In the previous issue of PNAS, Rich et al. (1) provide dynamic evidence that cAMP is produced in a restricted microdomain near the surface membrane of human embryo kidney cells transformed with adenovirus containing cyclic nucleotide-gated (CNG) channels. When activated by cAMP, the channels conduct Ca2+ into the cell, thereby offering an on-line assay for the cyclic nucleotide through Ca2+ imaging. When the cells were stimulated with prostaglandin E1, the Ca2+ signal increased abruptly, then rapidly fell back to baseline. In contrast, total cAMP (assayed biochemically in the cells prelabeled with [3H]adenine) rose rapidly to a plateau and then remained elevated for some time. The rapidly declining cAMP measured by Ca2+ influx through CNG channels was taken to be “membrane localized”, whereas the radiolabeled cAMP represents the “total cellular” pool. These two pools are present within distinct compartments that are separated by diffusion barriers. Although subcellular compartmentalization of cAMP action was recognized at least 20 years ago (2), only recently has there been direct evidence for the idea that cAMP can act in special cellular domains rather than uniformly and everywhere (for recent general reviews, see refs. 3–5). An understanding of the molecular basis of compartmentalization should be achievable because of the extensive information now available concerning the molecular components of cAMP signaling pathways.

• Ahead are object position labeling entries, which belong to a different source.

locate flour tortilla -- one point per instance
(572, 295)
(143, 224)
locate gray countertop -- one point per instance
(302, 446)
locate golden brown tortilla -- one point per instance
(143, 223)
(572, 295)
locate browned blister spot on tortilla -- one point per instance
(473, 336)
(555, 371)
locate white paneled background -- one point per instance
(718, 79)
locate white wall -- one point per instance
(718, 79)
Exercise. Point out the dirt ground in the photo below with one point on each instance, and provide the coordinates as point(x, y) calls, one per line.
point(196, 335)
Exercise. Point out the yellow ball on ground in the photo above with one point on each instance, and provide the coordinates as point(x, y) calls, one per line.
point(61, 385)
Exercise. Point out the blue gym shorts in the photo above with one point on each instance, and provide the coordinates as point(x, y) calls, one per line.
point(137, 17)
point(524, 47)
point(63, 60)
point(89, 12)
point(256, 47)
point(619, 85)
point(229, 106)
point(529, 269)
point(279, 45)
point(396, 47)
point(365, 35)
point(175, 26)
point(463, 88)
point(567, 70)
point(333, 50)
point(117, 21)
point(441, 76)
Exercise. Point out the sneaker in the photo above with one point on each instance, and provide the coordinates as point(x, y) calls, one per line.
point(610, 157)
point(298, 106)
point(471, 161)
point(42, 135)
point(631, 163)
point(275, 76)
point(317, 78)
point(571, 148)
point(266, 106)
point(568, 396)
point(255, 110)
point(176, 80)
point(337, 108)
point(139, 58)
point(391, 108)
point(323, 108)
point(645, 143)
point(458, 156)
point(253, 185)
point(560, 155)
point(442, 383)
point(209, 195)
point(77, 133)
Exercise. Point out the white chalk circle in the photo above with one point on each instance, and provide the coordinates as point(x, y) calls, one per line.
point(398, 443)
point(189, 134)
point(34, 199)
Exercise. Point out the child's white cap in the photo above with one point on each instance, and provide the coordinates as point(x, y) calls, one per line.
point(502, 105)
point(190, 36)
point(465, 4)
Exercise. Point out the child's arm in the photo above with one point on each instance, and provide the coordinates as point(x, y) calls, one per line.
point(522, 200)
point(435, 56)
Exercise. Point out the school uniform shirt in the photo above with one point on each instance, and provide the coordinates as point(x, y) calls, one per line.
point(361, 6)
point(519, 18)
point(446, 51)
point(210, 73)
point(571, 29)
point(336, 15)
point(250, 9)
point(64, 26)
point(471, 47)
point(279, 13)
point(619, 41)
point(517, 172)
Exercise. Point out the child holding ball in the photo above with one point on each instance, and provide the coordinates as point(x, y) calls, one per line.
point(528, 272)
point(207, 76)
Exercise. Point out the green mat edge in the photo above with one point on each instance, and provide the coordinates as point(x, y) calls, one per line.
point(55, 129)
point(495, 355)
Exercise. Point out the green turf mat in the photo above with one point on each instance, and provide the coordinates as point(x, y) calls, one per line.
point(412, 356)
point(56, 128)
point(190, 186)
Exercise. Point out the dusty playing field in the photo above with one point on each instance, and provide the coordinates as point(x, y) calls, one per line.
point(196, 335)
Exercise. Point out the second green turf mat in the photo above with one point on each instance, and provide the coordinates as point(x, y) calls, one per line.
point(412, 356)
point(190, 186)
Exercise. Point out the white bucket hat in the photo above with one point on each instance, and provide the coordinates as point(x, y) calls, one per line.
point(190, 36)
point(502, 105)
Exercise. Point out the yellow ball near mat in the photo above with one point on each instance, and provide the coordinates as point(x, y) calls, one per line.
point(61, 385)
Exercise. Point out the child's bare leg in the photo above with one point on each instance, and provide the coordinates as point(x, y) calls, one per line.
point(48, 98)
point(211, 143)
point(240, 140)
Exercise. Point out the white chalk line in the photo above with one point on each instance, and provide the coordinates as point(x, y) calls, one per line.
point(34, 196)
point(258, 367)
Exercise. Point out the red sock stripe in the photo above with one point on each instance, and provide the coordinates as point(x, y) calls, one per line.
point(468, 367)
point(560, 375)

Only recently has there been direct evidence for the idea that cAMP can act in special cellular domains rather than uniformly and everywhere.
Techniques for Assaying cAMP
A major technical difficulty had been the lack of a suitable method for measuring cAMP at the subcellular level. Conventional immunological and radiochemical assays are not adequate for examining the regional flux and distribution of cAMP. In addition, only tentative results were obtained by using fluorescence–resonance energy transfer. This imaginative technique involves the microinjection of the cAMP-dependent protein kinase (PKA) subunits labeled with both fluorescein and rhodamine, and then observing, by confocal fluorescence microscopy, the loss of energy when cAMP causes the subunits to dissociate. Because relatively large amounts of fluorescently labeled PKA must be injected, the fluorescence–resonance energy transfer method has been used primarily with large invertebrate neurons [the marine mollusk Aplysia (6) and the spiny lobster, Palinuris (7)].
The use of CNG channels as sensors has the distinct advantage of detecting cAMP associated with the plasma membrane. CNG channels are nonselective cation channels made up of four subunits, each with a six-transmembrane segment related to voltage-gated K+ channels (8, 9). Typically, they are sensitive to both cGMP and cAMP and are regulated by Ca2+/calmodulin. The cyclic nucleotides bind to sites that are homologous to the two cAMP-binding sites present in each regulatory (R) subunit of PKA. Because this site is situated at the cytoplasmic surface of the cell's plasma membrane, this technique detects the cAMP produced in submembrane microdomains. The use of CNG channels as sensors was inspired by Richard H. Kramer, now at University of California, Berkeley (10, 11), who “crammed” patch pipettes containing inside-out membrane patches with CNG channels into neuroblastoma cells, thus bringing the exogenous cyclic nucleotide-binding sites into contact with the cytoplasm for microassay. There are only a few examples in which endogenous CNG channels have been used to monitor the production of cyclic nucleotides: neurons of the gastropod mollusk, Pleurobranchia californica (12), and rat olfactory receptors (13). The utility of the endogenous channels is obviously limited, however, to the particular cells that happen to be endowed with the CNG channels naturally.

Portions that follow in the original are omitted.